The UK wanted its counterparts to agree to limit their influence in the merged firm in order to maintain BAE’s strong working relations with the US Pentagon.
“We are obviously disappointed that we were unable to reach an acceptable agreement with our various government stakeholders,” said BAE chief executive Ian King.
EADS head Tom Enders said: “A special thank-you goes to Ian King for his trust and partnership. It is, of course, a pity we didn’t succeed but I’m glad we tried.”
BAE shares fell 2% in London trading as the news broke, while EADS shares jumped 3%.
UK firm BAE and Franco-German Airbus-owner EADS had to decide by shortly after the end of the London trading day on Wednesday whether to ask the Takeover Panel for an extension to their $45bn (£28bn) merger talks.
However, our business editor said that the decision did not rule out the possibility that talks between the two companies’ management might reopen in a few months’ time.
UK Defence Secretary Philip Hammond had been meeting his French and German counterparts in Brussels. The merger needed the approval of the UK, French and German governments.
Only the French government has a direct stake in EADS, but Germany also exerts a high degree of control through the shareholding of German industrial group Daimler.
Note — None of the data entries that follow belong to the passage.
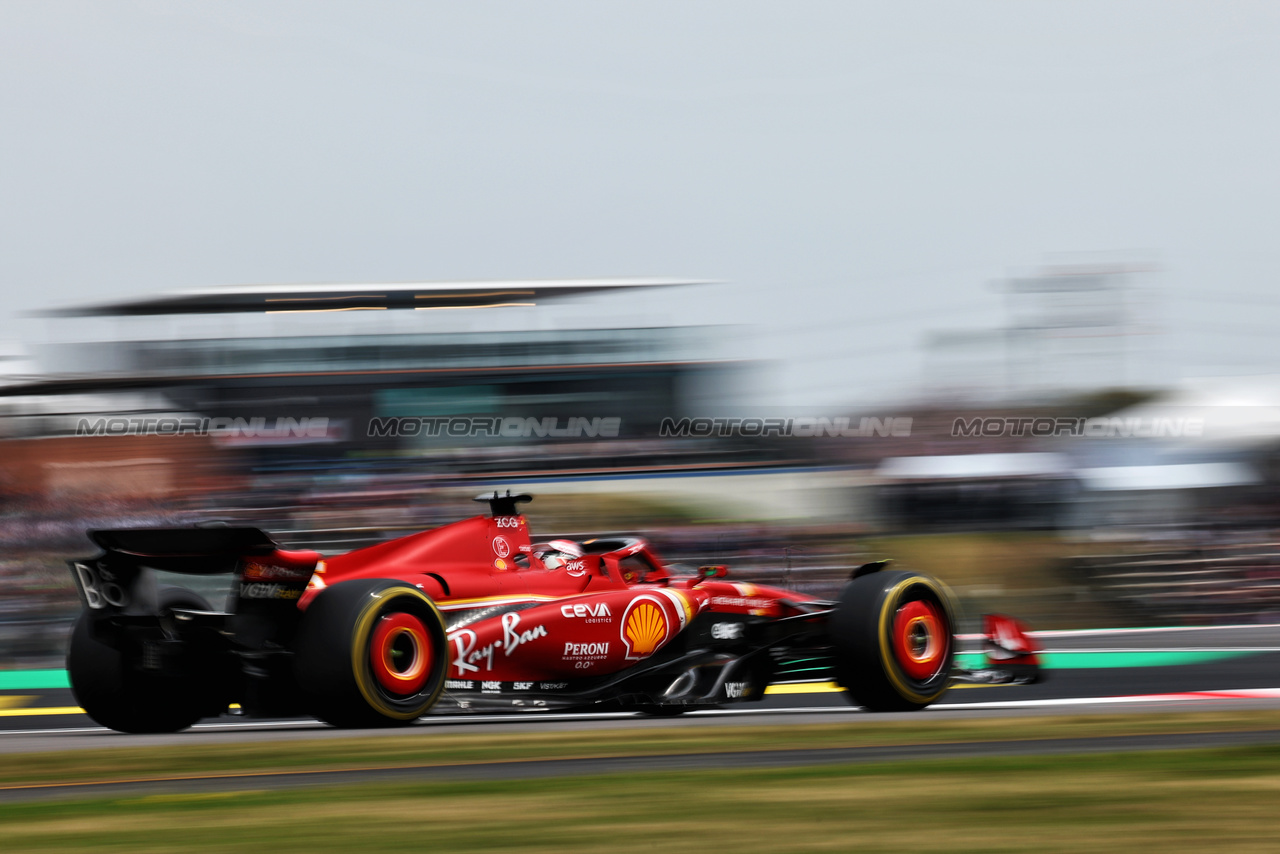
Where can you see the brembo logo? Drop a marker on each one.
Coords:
(644, 628)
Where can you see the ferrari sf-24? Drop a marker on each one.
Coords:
(476, 615)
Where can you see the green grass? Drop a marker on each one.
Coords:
(1174, 802)
(428, 747)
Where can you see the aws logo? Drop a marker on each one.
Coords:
(644, 626)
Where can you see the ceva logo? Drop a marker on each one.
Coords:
(644, 628)
(586, 610)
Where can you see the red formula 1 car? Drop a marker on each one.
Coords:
(476, 615)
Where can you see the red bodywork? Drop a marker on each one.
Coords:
(597, 615)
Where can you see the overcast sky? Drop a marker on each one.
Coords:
(856, 173)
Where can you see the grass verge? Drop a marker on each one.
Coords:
(424, 747)
(1193, 800)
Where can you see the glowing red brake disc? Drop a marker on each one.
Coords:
(401, 653)
(919, 639)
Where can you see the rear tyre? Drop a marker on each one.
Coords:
(371, 653)
(114, 689)
(894, 634)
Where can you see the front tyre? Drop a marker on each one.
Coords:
(894, 634)
(371, 653)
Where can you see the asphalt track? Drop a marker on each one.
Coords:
(1125, 671)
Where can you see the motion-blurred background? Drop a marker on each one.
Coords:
(983, 288)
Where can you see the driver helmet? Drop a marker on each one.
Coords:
(561, 553)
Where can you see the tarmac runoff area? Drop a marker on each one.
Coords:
(1127, 671)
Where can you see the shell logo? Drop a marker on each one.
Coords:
(644, 628)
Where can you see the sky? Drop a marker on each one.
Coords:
(858, 176)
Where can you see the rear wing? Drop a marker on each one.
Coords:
(183, 549)
(122, 580)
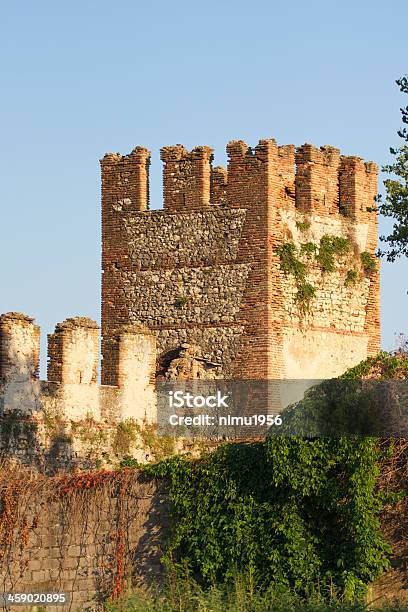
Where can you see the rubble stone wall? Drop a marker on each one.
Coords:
(205, 268)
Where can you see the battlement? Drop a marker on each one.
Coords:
(310, 179)
(73, 362)
(205, 268)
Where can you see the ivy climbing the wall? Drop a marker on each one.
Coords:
(331, 250)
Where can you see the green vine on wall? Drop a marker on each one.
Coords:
(325, 254)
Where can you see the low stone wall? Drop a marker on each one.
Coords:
(88, 535)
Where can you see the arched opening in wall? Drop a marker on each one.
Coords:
(186, 362)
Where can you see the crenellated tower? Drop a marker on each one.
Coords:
(207, 269)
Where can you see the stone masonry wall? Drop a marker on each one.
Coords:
(205, 269)
(87, 538)
(70, 420)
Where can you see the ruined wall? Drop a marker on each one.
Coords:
(70, 420)
(205, 268)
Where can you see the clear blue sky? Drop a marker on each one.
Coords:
(82, 78)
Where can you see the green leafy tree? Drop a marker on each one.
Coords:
(395, 204)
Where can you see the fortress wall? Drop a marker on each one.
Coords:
(71, 421)
(205, 269)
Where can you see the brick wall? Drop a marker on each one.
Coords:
(204, 269)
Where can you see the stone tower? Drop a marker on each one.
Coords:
(218, 266)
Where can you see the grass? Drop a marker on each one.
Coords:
(185, 595)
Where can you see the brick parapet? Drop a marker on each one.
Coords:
(262, 184)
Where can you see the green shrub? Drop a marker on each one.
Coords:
(329, 247)
(351, 277)
(294, 513)
(368, 262)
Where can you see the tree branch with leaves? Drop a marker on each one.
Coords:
(395, 204)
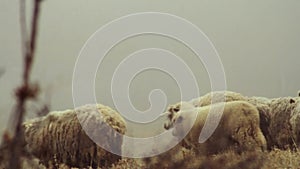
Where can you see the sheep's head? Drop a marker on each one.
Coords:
(179, 117)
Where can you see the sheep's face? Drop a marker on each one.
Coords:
(172, 116)
(180, 118)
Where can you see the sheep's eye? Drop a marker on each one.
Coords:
(179, 119)
(176, 109)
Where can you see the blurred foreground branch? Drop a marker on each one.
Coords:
(27, 90)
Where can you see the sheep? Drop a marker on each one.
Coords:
(261, 103)
(218, 96)
(284, 126)
(59, 137)
(238, 129)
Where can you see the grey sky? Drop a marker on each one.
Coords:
(258, 42)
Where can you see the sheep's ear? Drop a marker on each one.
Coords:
(292, 101)
(179, 119)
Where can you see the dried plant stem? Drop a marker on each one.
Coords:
(26, 90)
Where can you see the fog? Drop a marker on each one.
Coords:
(258, 43)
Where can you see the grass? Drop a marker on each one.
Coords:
(182, 158)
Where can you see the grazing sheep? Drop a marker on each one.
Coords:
(219, 96)
(238, 128)
(60, 138)
(261, 103)
(285, 122)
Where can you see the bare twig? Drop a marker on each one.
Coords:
(26, 90)
(2, 71)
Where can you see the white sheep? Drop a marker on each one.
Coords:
(261, 103)
(284, 126)
(238, 129)
(59, 136)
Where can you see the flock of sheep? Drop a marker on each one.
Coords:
(247, 124)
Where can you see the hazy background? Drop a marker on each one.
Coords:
(258, 42)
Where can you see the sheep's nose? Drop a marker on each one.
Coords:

The British government is able to veto any deal through its ownership of a “golden share” in BAE.The BBC business editor said that the outlook for the deal was already looking fairly bleak on Tuesday night, in large part because Germany had dug its heels in.
He noted that BAE’s board had made it “an absolute condition for the transaction that the French and German governments should never own more than 9% each of the merged outfits, that they should not vote as a bloc and that they should not have representatives on the holding company board”.
However, the key sticking point appears to have been the insistence by the UK government and the two company heads that directors appointed by the French, German and UK governments should not sit on the top board of the merged group.
The deal would have created a European aerospace and defence giant comparable in size to Boeing of the US.
The two company bosses said in their joint statement announcing the cessation of merger talks that: “The merger would have produced a combined business that would have been a technology leader and a greater force for competition and growth across both the commercial aerospace and defence sectors.”
They said that full commercial details of the merger – including the legal structure, management, and the logistics of combining the businesses – had already been fully worked out between the two of them before the politicians weighed in.
But the merger talks then became bogged down by wranglings between their respective governments after the deal became public on 12 September.
The UK government was thought to broadly back the deal, particularly as it would help to protect jobs at two factories in the UK that are owned by EADS, that manufacture wings and other parts for Airbus planes.
It would also have helped BAE, which was suffering from defence spending cuts by the US and UK, its two main customers.
The US government was reportedly concerned about French and German influence over the merged firm. BAE is already active on classified research and development projects for the US military.
However, even if a political agreement had been reached, the deal still faced opposition from BAE’s largest shareholder, fund manager Invesco Perpetual, which said on Monday that it had “significant reservations” about the proposed merger and “does not understand the strategic logic” of the deal.
Invesco, which owns 13.3% of BAE, did not appear to be alone. The Financial Times reported on Tuesday that more than 30% of the UK firm’s shareholders had expressed qualms.
French media group Lagardere, which manages the French government’s stake in EADS, had also claimed that the financial terms of the merger are unfavourable.